As a 1960s TV show aired during prime time, as you might guess, most times Bamm-Bamm just started swinging.
As fun as that cartoony image is, when people live in constant fear, whether in physical danger, or with threats they perceive, an awful lot is at stake.
Here’s a brief summary of how living in fear can impact us, long term.
For starters, Fear impacts our thinking. When fear first finds us, our body increases the flow of hormones to an area of the brain known as the amygdala. This causes us to focus closely on the perceived danger and then store it for later.
Once the neural pathways to fear are ramped up the brain reacts in fairly predictable ways. First, the brain short-circuits our ability to make rational decisions. Instead, it immediately responds to signals from the amygdala. And the signals the brain is sending when in a place of fear? The brain perceives events in a largely negative light.
Sometimes referred to as the amygdala highjack, when fear takes root, our brain isn’t functioning at 100%. Once highjacked, our brains regulate emotions rather poorly; how we read non-verbal cues is diminished as well. Fear limits our ability to reflect before acting, making it even more difficult to act ethically. This in turn leaves us prone to intense negative emotions, intense impulsive responses.
We, in many ways, cease to be ourselves.
Danger Will Robinson! The fear effect has begun.
Fear also impacts our memory. When a fear response is triggered the brain stores all sorts of details surrounding the perceived danger, including the sights, the sounds the smells. All senses are on high alert, in data collection mode.

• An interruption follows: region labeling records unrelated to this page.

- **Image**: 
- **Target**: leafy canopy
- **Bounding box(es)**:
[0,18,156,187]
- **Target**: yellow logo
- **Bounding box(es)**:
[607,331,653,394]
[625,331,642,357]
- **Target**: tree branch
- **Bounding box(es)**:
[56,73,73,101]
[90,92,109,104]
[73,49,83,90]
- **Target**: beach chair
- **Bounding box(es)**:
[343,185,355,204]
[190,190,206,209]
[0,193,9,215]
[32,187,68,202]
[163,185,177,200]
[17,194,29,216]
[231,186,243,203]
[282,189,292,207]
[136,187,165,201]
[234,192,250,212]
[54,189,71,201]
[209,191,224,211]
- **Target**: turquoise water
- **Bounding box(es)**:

Once this data has been collected, the brain then stores it, referencing back to it later when needed. And when those same sights, sounds and smells return, watch out. Your memory, of that fearful time, whatever it was, may just be triggered again. And you might not even know why. This same cycle can be repeated again, and again, and again. All of which can cause very high levels of anxiety.

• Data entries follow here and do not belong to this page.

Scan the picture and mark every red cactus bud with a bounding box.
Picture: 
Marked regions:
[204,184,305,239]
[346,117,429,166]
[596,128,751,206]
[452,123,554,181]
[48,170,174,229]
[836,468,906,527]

These hard-coded memories, when referenced over time, also means fear impacts our mental health. Common consequences of long-term fear include fatigue, clinical depression, even Post Traumatic Stress Disorder, or PTSD.
Double Danger, Will Robinson!
The fear effect might just stay with you for a while.

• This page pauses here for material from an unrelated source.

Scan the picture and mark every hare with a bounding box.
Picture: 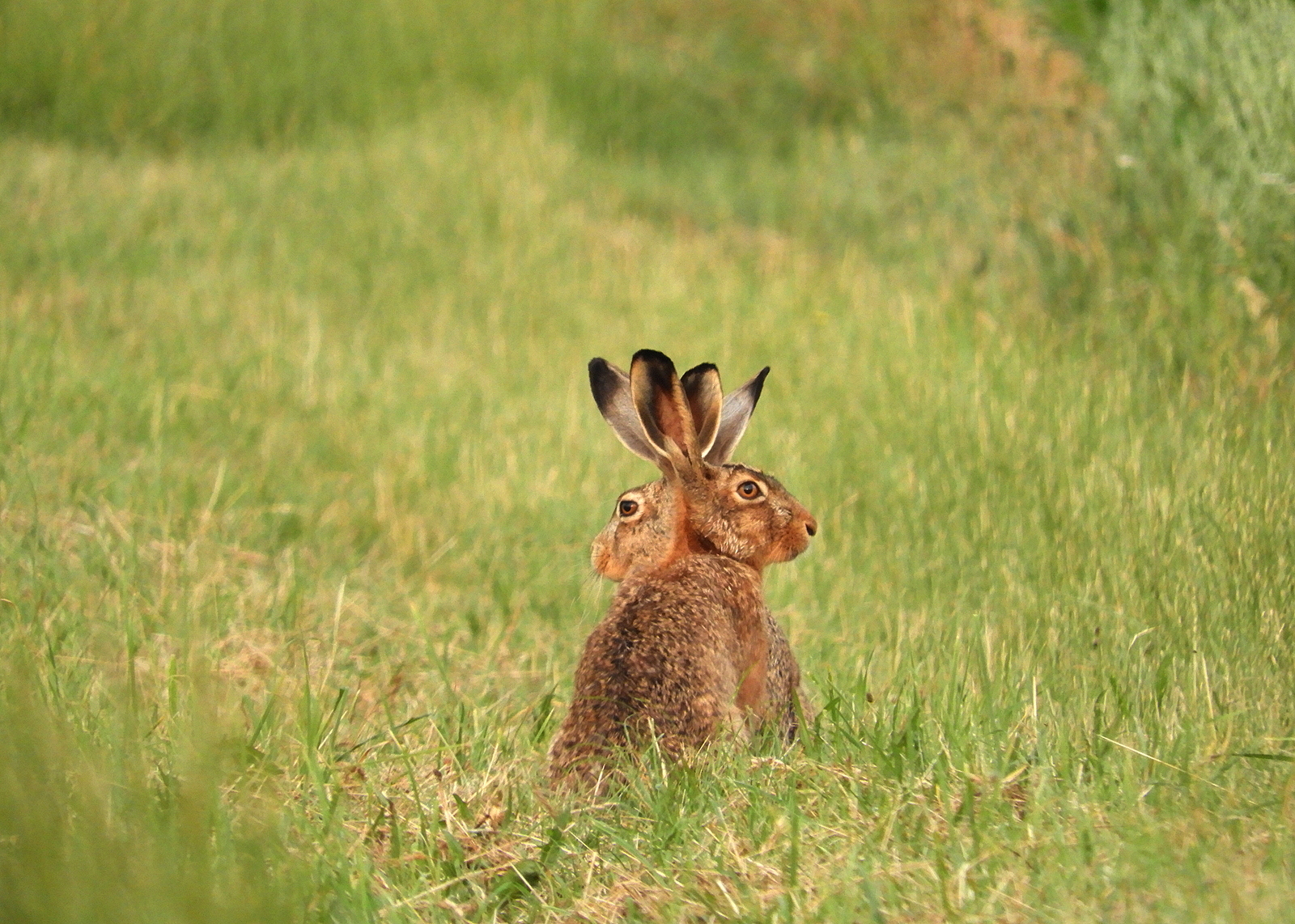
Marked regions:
[589,360,805,744]
[550,350,817,780]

When our brains experience fear, repeatedly, over time, it affects not just our mental health, but fear impacts our body as well. The impacts, of chronic fear, can be downright hazardous to your health.
Living with chronic fear weakens our immune system and has a myriad of consequences. It can –
• Cause cardiovascular damage, increasing your chances of a heart attack
• Lead to gastrointestinal problems, like ulcers and irritable bowel syndrome aka IBS
• Decrease fertility, making it more difficult for couples to get pregnant
• Accelerate aging
• Lead to premature death
Ouch, ouch, ouch.
Who would want any of *that?*
The emotion of fear is well documented, and well understood, by ancient scripture too.
English translations of the Old Testament have over 100 verses that use some version of the phrases do not be afraid, do not fear, do not worry.
In the New Testament there are another 35 or so of these verses, most of which are spoken by Christ in one of the gospels.
Heck, just in Luke chapter 12 Jesus exhorts us not to fear four different times.
Here’s a brief summary of what we are called to not fear, from this one chapter.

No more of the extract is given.